Nella giornata del 24 aprile 2026, il personale del Commissariato di P.S. di Cassino ha dato esecuzione a un’ordinanza emessa dal Giudice per le Indagini Preliminari presso il Tribunale di Cassino, su richiesta della Procura della Repubblica.
Il provvedimento dispone la sostituzione della precedente misura cautelare del divieto di avvicinamento alla persona offesa con quella degli arresti domiciliari, con applicazione del braccialetto elettronico.
L’ordinanza è stata adottata nell’ambito di un procedimento penale che vede la persona sottoposta a indagini per presunti episodi ai danni dell’avvocato Gabriele Picano, professionista del territorio di Cassino.

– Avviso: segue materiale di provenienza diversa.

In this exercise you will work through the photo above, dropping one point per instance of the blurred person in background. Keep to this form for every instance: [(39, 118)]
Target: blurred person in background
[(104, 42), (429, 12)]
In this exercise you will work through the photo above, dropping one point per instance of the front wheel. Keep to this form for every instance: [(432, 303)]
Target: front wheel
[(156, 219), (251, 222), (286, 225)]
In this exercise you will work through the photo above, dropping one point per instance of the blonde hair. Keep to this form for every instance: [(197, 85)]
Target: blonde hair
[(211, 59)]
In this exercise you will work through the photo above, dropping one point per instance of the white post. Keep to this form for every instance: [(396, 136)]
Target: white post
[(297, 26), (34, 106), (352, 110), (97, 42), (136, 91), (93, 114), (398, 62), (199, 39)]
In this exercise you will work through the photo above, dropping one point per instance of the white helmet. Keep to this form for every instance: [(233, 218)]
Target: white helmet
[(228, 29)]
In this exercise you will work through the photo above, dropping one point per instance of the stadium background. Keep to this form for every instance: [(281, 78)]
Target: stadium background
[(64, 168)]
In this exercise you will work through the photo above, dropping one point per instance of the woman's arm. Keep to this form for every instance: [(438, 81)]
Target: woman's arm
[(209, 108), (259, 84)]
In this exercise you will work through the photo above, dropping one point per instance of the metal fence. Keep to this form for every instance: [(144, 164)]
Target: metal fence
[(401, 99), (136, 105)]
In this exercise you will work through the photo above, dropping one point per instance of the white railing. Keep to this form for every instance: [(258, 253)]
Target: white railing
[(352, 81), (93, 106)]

Secondo quanto ricostruito dagli inquirenti e condiviso dal G.I.P., l’indagato avrebbe violato più volte le prescrizioni già imposte, instaurando contatti ritenuti contrari al divieto e caratterizzati, secondo l’ipotesi accusatoria, da contenuti minacciosi ed estorsivi. Tali condotte hanno determinato l’aggravamento della misura cautelare, ritenuta non più idonea a garantire le esigenze di tutela della persona offesa e della collettività.
Il provvedimento è stato eseguito alle ore 13:45 presso gli uffici del Commissariato di P.S. di Cassino. L’indagato ha prestato consenso all’applicazione del dispositivo elettronico ed è stato successivamente collocato agli arresti domiciliari nel comune di Pignataro Interamna, con il divieto assoluto di contatto con la persona offesa.
Il procedimento si trova nella fase delle indagini preliminari, durante la quale l’indagato potrà esercitare le proprie difese secondo quanto previsto dal codice di procedura penale.